The duration of antigen receptor signalling determines CD4+ versus CD8+ T-cell lineage fate

Abstract

Signals elicited by binding of the T-cell antigen receptor and the CD4/CD8 co-receptor to major histocompatibility complex (MHC) molecules control the generation of CD4+ (helper) or CD8+ (cytotoxic) T cells from thymic precursors that initially express both co-receptor proteins. These precursors have unique, clonally distributed T-cell receptors with unpredictable specificity for the self-MHC molecules involved in this differentiation process.
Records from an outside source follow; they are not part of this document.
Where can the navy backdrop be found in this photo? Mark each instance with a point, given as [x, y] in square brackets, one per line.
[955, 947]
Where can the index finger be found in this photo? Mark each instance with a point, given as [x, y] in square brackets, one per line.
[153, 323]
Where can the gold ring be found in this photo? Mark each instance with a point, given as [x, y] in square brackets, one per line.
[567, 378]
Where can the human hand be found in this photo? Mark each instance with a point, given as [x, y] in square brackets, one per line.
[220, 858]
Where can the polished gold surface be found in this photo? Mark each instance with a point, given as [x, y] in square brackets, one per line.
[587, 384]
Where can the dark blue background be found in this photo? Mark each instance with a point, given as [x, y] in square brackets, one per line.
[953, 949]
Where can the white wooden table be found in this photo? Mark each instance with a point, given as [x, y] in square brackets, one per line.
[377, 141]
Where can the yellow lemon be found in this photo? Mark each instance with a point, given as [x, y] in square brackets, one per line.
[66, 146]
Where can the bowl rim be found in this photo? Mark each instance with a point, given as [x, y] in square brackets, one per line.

However, the mature T cells that emerge express only the CD4 (MHC class II-binding) or CD8 (MHC class I-binding) co-receptor that complements the MHC class-specificity of the T-cell receptor. How this matching of co-receptor-defined lineage and T-cell-receptor specificity is achieved remains unknown, as does whether signalling by the T-cell receptors, co-receptors and/or general cell-fate regulators such as Notch-1 contributes to initial lineage choice, to subsequent differentiation processes or to both. Here we show that the CD4 versus CD8 lineage fate of immature thymocytes is controlled by the co-receptor-influenced duration of initial T-cell receptor-dependent signalling. Notch-1 does not appear to be essential for this fate determination, but it is selectively required for CD8+ T-cell maturation after commitment directed by T-cell receptors. This indicates that the signals constraining CD4 versus CD8 lineage decisions are distinct from those that support subsequent differentiation events such as silencing of co-receptor loci.